The present invention results in drastic reduction in Inventory and associated costs. The multi-screen HMI of the present invention is simple in construction and easy to operate. This also requires simple training process for new persons to learn operating the HMIs.

It is to be understood by a person of ordinary skill in the art that various modifications and variations may be made without departing from the scope and spirit of the present invention.
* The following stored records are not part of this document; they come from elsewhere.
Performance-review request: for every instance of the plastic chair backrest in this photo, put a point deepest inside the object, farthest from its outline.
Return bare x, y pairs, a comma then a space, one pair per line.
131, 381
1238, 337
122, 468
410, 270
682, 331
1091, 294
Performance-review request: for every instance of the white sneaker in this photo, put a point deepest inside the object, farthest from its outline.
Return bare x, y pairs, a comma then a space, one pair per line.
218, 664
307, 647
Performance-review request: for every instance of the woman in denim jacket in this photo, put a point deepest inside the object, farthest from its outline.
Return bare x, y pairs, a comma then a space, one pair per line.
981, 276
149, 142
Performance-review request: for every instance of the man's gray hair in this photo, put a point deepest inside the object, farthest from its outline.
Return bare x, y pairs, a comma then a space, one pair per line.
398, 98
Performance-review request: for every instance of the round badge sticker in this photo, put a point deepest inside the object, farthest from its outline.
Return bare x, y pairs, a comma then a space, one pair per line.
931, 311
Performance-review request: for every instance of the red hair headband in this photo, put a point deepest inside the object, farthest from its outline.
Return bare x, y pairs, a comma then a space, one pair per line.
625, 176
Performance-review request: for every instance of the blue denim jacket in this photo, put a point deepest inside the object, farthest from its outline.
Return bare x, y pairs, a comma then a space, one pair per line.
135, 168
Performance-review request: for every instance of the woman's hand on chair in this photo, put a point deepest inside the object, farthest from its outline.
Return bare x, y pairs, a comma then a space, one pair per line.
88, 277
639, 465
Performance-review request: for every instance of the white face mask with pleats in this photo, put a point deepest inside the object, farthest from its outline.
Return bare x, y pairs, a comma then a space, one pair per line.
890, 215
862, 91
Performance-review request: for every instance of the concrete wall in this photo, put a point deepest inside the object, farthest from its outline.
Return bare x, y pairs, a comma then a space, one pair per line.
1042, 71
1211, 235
Therefore, it is intended that the present invention covers such modifications and variations provided they come within the ambit of the appended claims and their equivalents.

We claim:
1. A multi screen Human Machine Interface (HMI) for monitoring and controlling one or more control processes of an industrial automation plant, comprising: a control unit; an external cover unit; and plurality of display units, wherein each of the plurality of display units is configured to display one or more graphic screen segregations of the one or more control processes of the industrial automation plant.

2. The multi screen Human Machine Interface (HMI) as claimed in claim 1, wherein the control unit comprises: a HMI control board for controlling HMI functionalities; a device connectivity board for connecting the one or more control processes to the HMI; a single power board for supplying power to the HMI; and a plurality of display interface boards for controlling display on the plurality of display units.
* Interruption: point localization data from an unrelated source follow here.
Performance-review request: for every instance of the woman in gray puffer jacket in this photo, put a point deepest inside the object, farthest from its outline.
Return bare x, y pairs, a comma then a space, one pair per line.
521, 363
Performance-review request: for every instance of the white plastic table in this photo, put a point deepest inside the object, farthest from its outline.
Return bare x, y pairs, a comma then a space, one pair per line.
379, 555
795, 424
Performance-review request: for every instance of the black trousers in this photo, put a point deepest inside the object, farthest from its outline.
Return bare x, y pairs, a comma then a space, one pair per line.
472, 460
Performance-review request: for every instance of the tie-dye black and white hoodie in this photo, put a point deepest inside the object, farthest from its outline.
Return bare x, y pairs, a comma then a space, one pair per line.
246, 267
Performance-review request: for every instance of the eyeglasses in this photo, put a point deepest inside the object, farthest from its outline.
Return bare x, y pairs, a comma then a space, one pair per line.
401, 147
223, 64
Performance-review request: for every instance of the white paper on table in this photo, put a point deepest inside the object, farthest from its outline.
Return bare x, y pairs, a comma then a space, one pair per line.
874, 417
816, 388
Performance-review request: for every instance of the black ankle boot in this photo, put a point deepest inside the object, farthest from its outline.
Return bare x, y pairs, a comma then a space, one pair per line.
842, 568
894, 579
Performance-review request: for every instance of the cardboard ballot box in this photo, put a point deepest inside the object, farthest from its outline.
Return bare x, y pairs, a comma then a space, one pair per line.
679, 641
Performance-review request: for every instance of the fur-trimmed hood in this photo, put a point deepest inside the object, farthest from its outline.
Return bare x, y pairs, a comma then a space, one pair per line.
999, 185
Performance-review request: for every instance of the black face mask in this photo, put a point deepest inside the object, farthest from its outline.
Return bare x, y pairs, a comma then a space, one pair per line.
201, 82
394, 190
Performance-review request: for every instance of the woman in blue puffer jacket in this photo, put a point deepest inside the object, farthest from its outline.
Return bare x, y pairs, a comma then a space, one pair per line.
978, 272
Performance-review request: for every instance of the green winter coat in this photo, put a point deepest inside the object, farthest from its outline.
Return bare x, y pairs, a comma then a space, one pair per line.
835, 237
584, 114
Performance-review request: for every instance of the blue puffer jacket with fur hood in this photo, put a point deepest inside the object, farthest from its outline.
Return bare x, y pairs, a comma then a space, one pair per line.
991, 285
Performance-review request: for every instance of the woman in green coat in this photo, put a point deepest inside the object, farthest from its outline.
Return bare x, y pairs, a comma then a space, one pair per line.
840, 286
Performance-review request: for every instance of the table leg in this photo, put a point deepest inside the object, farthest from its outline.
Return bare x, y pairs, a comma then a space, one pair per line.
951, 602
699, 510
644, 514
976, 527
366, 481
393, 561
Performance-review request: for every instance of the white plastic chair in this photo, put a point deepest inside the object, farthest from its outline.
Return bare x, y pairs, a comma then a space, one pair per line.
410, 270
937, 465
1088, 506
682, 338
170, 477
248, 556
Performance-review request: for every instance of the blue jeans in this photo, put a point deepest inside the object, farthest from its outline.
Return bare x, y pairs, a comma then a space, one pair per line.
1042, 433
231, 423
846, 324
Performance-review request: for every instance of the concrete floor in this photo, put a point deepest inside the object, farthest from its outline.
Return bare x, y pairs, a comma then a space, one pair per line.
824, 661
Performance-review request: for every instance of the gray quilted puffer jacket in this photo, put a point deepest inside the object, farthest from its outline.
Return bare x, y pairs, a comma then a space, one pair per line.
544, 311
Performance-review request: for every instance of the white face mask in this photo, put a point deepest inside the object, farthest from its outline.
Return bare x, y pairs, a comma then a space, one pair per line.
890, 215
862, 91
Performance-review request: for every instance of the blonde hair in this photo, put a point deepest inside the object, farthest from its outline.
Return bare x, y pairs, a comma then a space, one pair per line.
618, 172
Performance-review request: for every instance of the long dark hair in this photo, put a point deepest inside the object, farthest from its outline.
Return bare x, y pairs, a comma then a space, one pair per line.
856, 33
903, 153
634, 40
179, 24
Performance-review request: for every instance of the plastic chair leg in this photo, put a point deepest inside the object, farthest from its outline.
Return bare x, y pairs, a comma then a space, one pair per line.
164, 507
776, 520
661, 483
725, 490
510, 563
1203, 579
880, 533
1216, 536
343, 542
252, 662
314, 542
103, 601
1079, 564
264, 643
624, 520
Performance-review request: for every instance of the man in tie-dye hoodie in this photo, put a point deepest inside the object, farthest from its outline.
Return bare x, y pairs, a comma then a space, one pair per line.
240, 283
3. The multi screen Human Machine Interface (HMI) as claimed in claim 1, wherein each of the display units comprises a touch glass, an LCD screen with backlight and a backlight power card.

4. The multi screen Human Machine Interface (HMI) as claimed in claim 1, wherein the external cover unit comprises a front cover, a front sheet and a rear cover.

5. The multi screen Human Machine Interface (HMI) as claimed in claim 1, is configured to establish wireless connectivity with the one or more of control devices.

6. The multi screen Human Machine Interface (HMI) as claimed in claim 1, comprises detachable hardware accessories for carrying the HMI to different locations in the industrial automation plant for mobile operation.

7. The multi screen Human Machine Interface (HMI) as claimed in claim 1, comprises configurable LCD freeze area for handling the HMI.

8. The multi screen Human Machine Interface (HMI) as claimed in claim 1, comprises hardware accessories for enabling rotation capabilities in static installation.

9. The multi screen Human Machine Interface (HMI) as claimed in claim 1, is configured to segregate information generated in the one or more control processes on the plurality of display units based on the user specification.

10. The multi screen Human Machine Interface (HMI) as claimed in claim 7, wherein such segregated information comprises at least one of control and monitoring of parameters, reports in one or more forms, graphs and trends, event and operation logs, alarms and alarm Logs, recipes and file managers.

11. The multi screen Human Machine Interface (HMI) as claimed in claim 1, is configured to transfer content of one screen to one or more other screens in case of a fault.

12. The multi screen Human Machine Interface (HMI) as claimed in claim 1, wherein edges of the display screen of one or more display units is configurable to a minimum limit to increase the display area.

13. The multi screen Human Machine Interface (HMI) as claimed in claim 1, is configured for displaying seamless animation using multiple screens.

14. The multi screen Human Machine Interface (HMI) as claimed in claim 1, is configured for enlarging contents from one screen to multiple screens.

15. The multi screen Human Machine Interface (HMI) as claimed in claim 1, is configured to store the information generated in the one or more control processes in memory devices for future use.